My fingers flicked the card to the beat of a techno song on the radio.

Anita wasn’t a friend or even a friend of a friend. What would I say? Hi, I thought your sister tried to pick me up at a sushi bar at JFK, but turns out she wanted to set me up with you.

No, that wouldn’t work.

Hi, your sister gave me your number. I’ve never had sex with a Dutchman, so I’m calling you. Are you up for some Flying Dutchman action?

No. Wasn’t the Flying Dutchman some haunted ship doomed to roam the oceans forever? Maybe I could ask Gerhard.

Jet lag forced a yawn from me. After stretching my arms and rolling my neck, I tucked the card back into my purse. No need to rush things.

First things first. Coffee and something made of ninety-percent butter. Maybe some cheese. Followed by chocolate.

Maybe some bitterballen.

I snorted. I might have been too old for college backpackers, but my sense of humor still lingered around that of a fourteen-year-old boy.

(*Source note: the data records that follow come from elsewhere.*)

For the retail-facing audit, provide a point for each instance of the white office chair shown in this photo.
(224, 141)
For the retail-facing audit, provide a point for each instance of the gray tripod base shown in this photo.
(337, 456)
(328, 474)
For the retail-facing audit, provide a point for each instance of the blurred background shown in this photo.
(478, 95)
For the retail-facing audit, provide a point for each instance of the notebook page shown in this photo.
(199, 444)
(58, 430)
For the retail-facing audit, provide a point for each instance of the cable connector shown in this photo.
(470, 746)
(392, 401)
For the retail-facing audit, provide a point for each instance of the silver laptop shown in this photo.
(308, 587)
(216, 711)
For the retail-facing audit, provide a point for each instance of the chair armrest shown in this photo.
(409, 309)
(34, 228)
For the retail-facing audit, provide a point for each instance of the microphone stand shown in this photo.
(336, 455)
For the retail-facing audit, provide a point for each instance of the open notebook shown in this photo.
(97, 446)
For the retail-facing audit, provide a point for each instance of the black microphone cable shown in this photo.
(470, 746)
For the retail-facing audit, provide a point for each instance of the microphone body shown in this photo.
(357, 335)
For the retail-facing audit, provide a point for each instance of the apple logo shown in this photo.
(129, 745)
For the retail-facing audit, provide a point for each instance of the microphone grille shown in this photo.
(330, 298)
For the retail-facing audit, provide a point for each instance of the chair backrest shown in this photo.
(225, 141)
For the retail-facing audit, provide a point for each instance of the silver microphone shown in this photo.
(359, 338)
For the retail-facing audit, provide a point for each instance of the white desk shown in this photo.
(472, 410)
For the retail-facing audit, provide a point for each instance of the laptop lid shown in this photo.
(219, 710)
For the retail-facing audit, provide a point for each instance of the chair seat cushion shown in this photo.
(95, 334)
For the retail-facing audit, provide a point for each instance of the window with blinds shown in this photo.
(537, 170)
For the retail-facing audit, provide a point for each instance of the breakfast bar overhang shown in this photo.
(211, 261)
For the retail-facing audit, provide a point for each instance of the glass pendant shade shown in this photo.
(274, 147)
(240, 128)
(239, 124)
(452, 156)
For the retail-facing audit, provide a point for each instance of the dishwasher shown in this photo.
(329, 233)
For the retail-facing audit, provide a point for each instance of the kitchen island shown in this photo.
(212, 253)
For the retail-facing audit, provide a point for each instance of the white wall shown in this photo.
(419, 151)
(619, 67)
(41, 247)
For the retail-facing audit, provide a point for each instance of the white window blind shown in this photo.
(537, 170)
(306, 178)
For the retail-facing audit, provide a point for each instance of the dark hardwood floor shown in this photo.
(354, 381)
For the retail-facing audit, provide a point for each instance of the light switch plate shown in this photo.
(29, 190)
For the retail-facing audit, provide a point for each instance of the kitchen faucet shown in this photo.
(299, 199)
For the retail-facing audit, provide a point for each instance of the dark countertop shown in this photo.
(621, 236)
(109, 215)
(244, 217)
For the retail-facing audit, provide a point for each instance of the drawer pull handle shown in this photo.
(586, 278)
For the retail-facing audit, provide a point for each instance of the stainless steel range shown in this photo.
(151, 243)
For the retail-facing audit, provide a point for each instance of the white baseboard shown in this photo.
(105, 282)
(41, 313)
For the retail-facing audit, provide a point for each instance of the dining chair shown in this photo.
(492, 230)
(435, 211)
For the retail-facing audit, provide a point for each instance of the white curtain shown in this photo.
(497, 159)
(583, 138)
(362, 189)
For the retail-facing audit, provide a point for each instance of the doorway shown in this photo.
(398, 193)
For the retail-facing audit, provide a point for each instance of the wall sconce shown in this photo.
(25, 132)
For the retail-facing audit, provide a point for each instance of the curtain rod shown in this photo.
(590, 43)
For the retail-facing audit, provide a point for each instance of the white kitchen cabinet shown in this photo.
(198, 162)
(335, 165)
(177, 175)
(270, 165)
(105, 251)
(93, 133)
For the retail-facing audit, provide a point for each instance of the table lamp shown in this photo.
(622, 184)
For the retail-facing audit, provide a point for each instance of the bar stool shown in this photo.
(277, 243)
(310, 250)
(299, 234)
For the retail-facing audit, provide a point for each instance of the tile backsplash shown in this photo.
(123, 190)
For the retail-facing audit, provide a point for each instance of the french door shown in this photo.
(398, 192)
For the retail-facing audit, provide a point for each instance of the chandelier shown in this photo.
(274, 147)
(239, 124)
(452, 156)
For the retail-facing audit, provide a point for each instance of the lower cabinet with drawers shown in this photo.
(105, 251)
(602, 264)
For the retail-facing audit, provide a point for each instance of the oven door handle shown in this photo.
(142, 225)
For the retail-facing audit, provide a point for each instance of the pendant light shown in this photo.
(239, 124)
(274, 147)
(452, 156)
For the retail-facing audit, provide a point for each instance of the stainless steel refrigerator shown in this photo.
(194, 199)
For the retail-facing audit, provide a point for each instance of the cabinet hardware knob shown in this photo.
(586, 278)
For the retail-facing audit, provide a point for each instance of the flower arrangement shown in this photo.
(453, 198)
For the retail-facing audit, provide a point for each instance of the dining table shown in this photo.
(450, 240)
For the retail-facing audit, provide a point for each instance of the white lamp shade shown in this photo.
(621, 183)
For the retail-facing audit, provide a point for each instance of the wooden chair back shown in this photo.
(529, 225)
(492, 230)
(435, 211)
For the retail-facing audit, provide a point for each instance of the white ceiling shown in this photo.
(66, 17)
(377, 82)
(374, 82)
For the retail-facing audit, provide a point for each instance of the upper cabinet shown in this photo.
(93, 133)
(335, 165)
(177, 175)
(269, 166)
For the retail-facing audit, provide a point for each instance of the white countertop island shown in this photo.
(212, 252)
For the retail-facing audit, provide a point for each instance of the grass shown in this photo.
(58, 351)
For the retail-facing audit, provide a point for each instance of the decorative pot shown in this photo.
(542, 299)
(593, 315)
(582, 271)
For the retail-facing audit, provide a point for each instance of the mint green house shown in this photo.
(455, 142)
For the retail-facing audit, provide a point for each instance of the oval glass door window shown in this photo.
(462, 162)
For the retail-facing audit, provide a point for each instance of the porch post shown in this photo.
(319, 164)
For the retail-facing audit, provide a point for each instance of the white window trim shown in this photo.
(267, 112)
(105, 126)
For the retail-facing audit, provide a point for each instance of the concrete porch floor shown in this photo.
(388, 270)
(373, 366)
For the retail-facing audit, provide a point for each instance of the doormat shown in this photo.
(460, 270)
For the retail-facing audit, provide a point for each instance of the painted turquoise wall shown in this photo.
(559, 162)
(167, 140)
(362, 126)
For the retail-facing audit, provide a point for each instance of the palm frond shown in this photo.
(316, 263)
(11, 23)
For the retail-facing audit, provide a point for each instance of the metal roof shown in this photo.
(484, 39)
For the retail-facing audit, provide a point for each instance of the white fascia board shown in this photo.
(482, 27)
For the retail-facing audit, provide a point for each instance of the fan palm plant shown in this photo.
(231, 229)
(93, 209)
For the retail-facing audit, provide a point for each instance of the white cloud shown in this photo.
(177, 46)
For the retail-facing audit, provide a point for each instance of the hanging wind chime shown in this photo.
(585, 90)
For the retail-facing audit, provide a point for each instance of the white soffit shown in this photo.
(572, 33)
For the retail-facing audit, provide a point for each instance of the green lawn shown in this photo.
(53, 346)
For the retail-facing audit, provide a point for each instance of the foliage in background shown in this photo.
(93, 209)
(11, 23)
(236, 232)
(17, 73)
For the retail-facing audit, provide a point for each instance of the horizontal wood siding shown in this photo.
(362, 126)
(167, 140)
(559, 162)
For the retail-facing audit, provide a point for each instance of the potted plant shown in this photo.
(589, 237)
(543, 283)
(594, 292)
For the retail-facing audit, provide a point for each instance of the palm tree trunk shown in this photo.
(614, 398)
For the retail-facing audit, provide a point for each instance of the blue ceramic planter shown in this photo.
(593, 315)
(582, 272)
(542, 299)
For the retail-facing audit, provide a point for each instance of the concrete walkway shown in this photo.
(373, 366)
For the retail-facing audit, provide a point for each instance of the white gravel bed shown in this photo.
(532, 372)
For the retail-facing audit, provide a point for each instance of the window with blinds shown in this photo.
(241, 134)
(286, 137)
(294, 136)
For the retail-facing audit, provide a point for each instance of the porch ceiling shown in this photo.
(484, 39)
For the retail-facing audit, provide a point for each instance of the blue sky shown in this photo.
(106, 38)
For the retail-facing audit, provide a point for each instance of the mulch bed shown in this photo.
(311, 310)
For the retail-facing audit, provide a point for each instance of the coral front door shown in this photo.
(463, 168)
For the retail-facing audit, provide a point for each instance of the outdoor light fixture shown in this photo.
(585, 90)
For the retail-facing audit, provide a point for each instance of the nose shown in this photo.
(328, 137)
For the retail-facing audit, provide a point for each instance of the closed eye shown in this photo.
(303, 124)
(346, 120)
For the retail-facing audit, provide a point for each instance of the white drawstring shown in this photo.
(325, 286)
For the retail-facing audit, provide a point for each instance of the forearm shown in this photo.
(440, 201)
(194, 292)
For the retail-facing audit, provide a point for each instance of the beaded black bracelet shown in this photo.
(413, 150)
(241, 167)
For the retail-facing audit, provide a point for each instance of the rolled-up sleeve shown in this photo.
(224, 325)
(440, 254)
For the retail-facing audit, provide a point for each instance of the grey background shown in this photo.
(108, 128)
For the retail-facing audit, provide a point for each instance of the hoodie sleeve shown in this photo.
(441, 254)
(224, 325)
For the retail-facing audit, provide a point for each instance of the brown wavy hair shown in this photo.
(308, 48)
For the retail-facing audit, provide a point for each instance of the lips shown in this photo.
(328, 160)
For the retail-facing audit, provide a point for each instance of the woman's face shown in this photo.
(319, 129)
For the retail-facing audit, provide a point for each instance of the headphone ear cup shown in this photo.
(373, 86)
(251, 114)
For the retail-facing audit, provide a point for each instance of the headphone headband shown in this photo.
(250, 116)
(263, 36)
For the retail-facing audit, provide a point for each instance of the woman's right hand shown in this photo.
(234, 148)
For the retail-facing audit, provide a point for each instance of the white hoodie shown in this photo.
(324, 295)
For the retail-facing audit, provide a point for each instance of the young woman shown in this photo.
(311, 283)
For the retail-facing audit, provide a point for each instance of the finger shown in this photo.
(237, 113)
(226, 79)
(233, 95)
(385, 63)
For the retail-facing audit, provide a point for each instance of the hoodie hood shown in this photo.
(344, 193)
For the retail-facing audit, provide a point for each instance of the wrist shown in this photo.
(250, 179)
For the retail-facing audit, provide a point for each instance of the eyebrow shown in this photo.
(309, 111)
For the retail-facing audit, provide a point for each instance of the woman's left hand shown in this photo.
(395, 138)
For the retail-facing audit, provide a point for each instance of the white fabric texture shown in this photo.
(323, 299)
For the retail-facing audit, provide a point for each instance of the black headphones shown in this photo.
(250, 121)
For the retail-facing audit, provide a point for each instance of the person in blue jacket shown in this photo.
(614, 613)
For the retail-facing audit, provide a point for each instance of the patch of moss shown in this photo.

Amsterdam, I’m coming for you.

You too, Gerhard.

JET LAG SUCKED. I left home yesterday at five-thirty in the morning and landed at about the same local time. My brain was too tired to calculate actual travel hours, and my eyes burned like I’d pulled an all-nighter. My little hotel sat on a narrow street along a canal. Each room had been designed as a mini studio-apartment and the manager left me petite, freshly baked apple pies for breakfast. It was a nap trap. Coffee and breakfast only made me sleepier. I broke the rule about no naps on the first day of jet lag and took an epic nap—I fell asleep after breakfast and woke at dinner. First day in Amsterdam blown. Art and culture would have to wait until tomorrow.